Fortunately for the White Sox, they added an insurance run in the sixth inning which proved to be needed after the Royals late rally. Jacob Lindgren took over in the top of the ninth and secured the win by striking out two and going 1-2-3. Lindgren, who joined the org last year, has put together a very impressive spring and today was no different story.

[For a look at the White Sox’s 6-0 whitewashing of San Diego, hop over to South Side Sox and check out Year of the Hamster’s take on the game.]

The White Sox will be back in action on Monday, March 9 as they host the Reds at Camelback Ranch. Dylan Cease will take the mound with first pitch set for 3:05 PM CT.

This Week in White Sox History: March 8-14

The Most: Johnny Mostil (left), one of the best outfielders in White Sox history saw things take a very bad turn 93 years ago.


March 8, 1948
WGN, channel 9 in Chicago, announced that it would televise White Sox games for the first time. Veteran radio sports broadcasters Jack Brickhouse and Harry Creighton would become the first White Sox TV announcers in history.


March 9, 1927
Popular Sox outfielder Johnny Mostil attempted suicide in a hotel room in Shreveport, La. Despite razor cuts to his wrist, neck and chest, Mostil survived and returned to the team in April although he’d only play in 13 games that season. In 10 years with the White Sox, Mostil would hit better than .300 four times. After his career he’d become a longtime White Sox scout/coach and help develop future players like All-Star outfielder Jim Landis.


March 10, 1995
After two stints at White Sox spring training and a full season in Birmingham, Michael Jordan announced he was giving up baseball. Part of the reason was because of his struggles with the game, but the other, larger part (as he explained to author Bob Greene, in the book, “Rebound, The Odyssey of Michael Jordan”) was because he was being pressured by Sox G.M. Ron Schueler to cross the MLBPA picket line.

With “replacement” games set to start, Jordan stated that he was told if he didn’t cross the line, he’d be banished from the main clubhouse. Jordan was furious, saying that he was promised by owner Jerry Reinsdorf he wouldn’t have to take that step. Jordan explained that under no circumstances would he ever cross a labor picket line regardless of sport: “I told them from the beginning that I didn’t want them to use me to make money in the spring training games. We had an understanding. It was never supposed to even come up. I was disgusted that the promise wasn’t going to be honored,” he told Greene.
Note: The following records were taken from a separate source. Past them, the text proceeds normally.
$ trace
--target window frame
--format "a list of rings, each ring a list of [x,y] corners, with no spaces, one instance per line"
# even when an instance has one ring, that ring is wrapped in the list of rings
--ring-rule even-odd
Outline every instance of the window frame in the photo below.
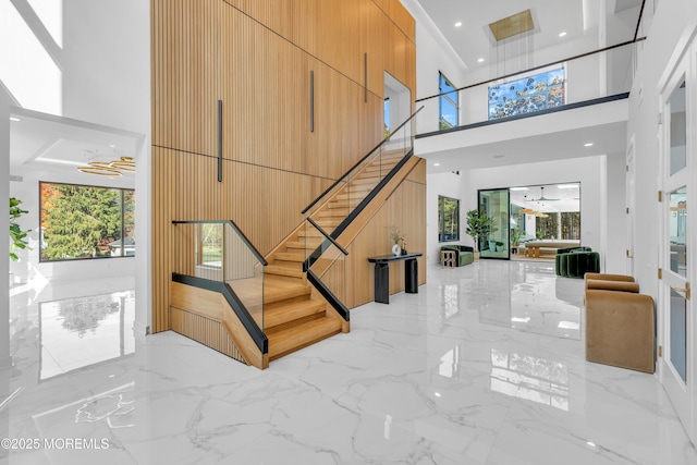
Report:
[[[120,217],[121,217],[121,227],[119,229],[119,232],[121,234],[121,252],[120,255],[108,255],[108,256],[94,256],[94,257],[75,257],[75,258],[44,258],[44,245],[45,245],[45,240],[44,240],[44,229],[42,229],[42,221],[41,221],[41,216],[44,212],[44,196],[42,196],[42,185],[45,184],[49,184],[49,185],[54,185],[54,186],[74,186],[74,187],[84,187],[84,188],[98,188],[98,189],[109,189],[109,191],[118,191],[119,192],[119,201],[120,201]],[[126,231],[126,221],[125,221],[125,197],[126,197],[126,193],[131,193],[133,200],[133,204],[135,205],[135,188],[126,188],[126,187],[113,187],[113,186],[100,186],[100,185],[93,185],[93,184],[77,184],[77,183],[65,183],[65,182],[52,182],[52,181],[39,181],[38,183],[38,249],[39,249],[39,264],[53,264],[53,262],[60,262],[60,261],[77,261],[77,260],[94,260],[94,259],[109,259],[109,258],[134,258],[135,257],[135,250],[132,255],[127,255],[126,254],[126,247],[125,247],[125,231]],[[134,236],[135,236],[135,217],[133,219],[133,231],[134,231]]]
[[[444,238],[445,237],[445,200],[454,200],[456,201],[456,206],[455,206],[455,211],[456,211],[456,219],[455,219],[455,225],[457,227],[457,231],[456,231],[456,235],[454,238]],[[457,242],[461,238],[461,227],[460,227],[460,199],[458,198],[453,198],[453,197],[448,197],[444,195],[438,195],[438,243],[445,243],[445,242]]]
[[[449,86],[452,90],[443,89],[443,87]],[[451,95],[455,95],[455,100],[451,98]],[[457,127],[460,125],[460,91],[450,82],[450,79],[441,72],[438,72],[438,130],[443,131],[449,127],[442,126],[443,121],[443,102],[452,106],[455,110],[455,122],[453,127]]]

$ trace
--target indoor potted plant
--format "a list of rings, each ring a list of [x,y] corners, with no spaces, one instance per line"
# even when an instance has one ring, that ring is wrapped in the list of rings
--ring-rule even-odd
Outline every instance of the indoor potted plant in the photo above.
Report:
[[[27,248],[29,243],[27,242],[26,236],[29,231],[22,231],[22,228],[20,228],[20,224],[16,222],[17,218],[22,215],[28,213],[27,210],[20,208],[20,204],[22,204],[22,200],[10,197],[10,241],[12,241],[10,244],[10,258],[12,261],[17,261],[20,259],[16,254],[17,249]]]
[[[389,230],[390,238],[394,243],[394,245],[392,245],[392,255],[401,255],[402,247],[400,245],[400,242],[404,241],[405,234],[402,234],[400,229],[394,225],[388,227],[388,230]]]

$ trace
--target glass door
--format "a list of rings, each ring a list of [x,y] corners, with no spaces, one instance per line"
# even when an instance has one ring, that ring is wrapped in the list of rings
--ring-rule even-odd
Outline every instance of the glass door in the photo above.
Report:
[[[489,232],[479,237],[482,258],[509,259],[510,244],[510,196],[508,188],[479,191],[479,211],[489,219]]]
[[[695,191],[690,175],[695,160],[694,77],[689,76],[686,57],[676,66],[661,93],[661,274],[657,308],[662,331],[659,344],[661,381],[683,423],[695,440],[694,406],[696,400],[695,319],[690,280],[695,273],[692,246],[695,244],[695,220],[692,200]],[[692,223],[690,223],[692,219]],[[662,336],[662,338],[661,338]],[[662,339],[662,341],[661,341]]]

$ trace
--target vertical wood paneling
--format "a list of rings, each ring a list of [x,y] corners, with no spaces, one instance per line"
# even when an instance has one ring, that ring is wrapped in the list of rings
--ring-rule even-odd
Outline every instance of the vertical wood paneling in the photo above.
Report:
[[[172,331],[200,342],[235,360],[247,365],[242,353],[218,321],[172,307]]]
[[[268,253],[302,222],[299,211],[381,139],[383,72],[412,96],[416,77],[413,20],[399,0],[151,0],[151,10],[152,331],[159,332],[172,327],[171,272],[194,267],[193,250],[175,243],[175,234],[181,242],[186,234],[172,220],[231,219]]]

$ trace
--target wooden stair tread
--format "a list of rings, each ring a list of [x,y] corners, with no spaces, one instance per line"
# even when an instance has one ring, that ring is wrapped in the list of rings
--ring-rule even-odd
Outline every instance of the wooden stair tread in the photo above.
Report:
[[[273,274],[265,274],[264,277],[265,306],[283,299],[307,296],[310,292],[309,285],[297,278],[284,278]]]
[[[303,268],[299,264],[293,264],[296,267],[283,266],[283,265],[267,265],[264,268],[264,273],[266,276],[269,274],[280,274],[282,277],[292,277],[292,278],[303,278]]]
[[[323,241],[319,240],[319,241],[290,241],[285,243],[285,248],[289,249],[298,249],[298,250],[314,250],[317,247],[319,247],[319,245],[322,243]]]
[[[277,252],[276,255],[273,255],[273,259],[281,260],[281,261],[303,262],[305,261],[305,254],[298,254],[293,252]]]
[[[306,347],[341,332],[341,322],[323,317],[302,325],[282,326],[267,331],[269,338],[269,360]]]
[[[323,315],[326,304],[320,301],[278,302],[264,309],[264,329],[268,333],[272,328],[314,315]]]

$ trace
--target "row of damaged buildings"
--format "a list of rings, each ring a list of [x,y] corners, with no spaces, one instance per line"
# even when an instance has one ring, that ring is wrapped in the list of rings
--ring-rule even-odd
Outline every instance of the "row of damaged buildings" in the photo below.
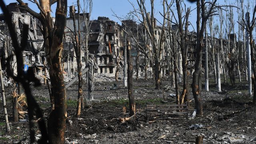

Jordan would return to the Bulls and win three more championships.


March 11, 1968
White Sox rookie pitcher Cisco Carlos was part of the cover shot for Sports Illustrated. The headline read, “The Best Rookies Of 1968.” Unfortunately, Carlos didn’t turn out to be one of them, either in the short term or the long one. In fact, of the five players on the cover only Johnny Bench and Mike Torrez made a name for themselves in the sport. In two-and-a-half seasons with the White Sox, Carlos went 10-17.


March 12, 1973
White Sox third baseman and former AL home run champ Bill Melton appeared on the cover of Sports Illustrated. The headline read, “Chicago Comes Out Swinging. Slugger Bill Melton.” Melton would have a nice comeback season after missing most of 1972 with a herniated disc, hitting .277 with 20 home runs and 87 RBIs.


March 13, 2000
White Sox slugger Frank Thomas is again featured on the cover of Sports Illustrated. A lengthy story covered his career, controversies and his desire to return to the top of the game. The headline stated, “Don’t Question My Desire. Frank Thomas Comes Out Swinging.” Thomas would have a spectacular season in 2000, losing out on his third AL MVP to Jason Giambi, who’d later admit to using steroids in grand jury testimony. Frank’s numbers in 2000 included a .328 batting average, 43 home runs, 143 RBIs, 112 walks and a slugging percentage of .625.


March 14, 1994
Sports Illustrated took issue with former NBA superstar Michael Jordan and his attempt to play baseball. Jordan was on the cover of SI again, but in a negative light. The headline read, “Bag It Michael! Jordan and the White Sox Are Embarrassing Baseball.” From that day on, Jordan (who was always very cooperative with that magazine) would never speak to Sports Illustrated again.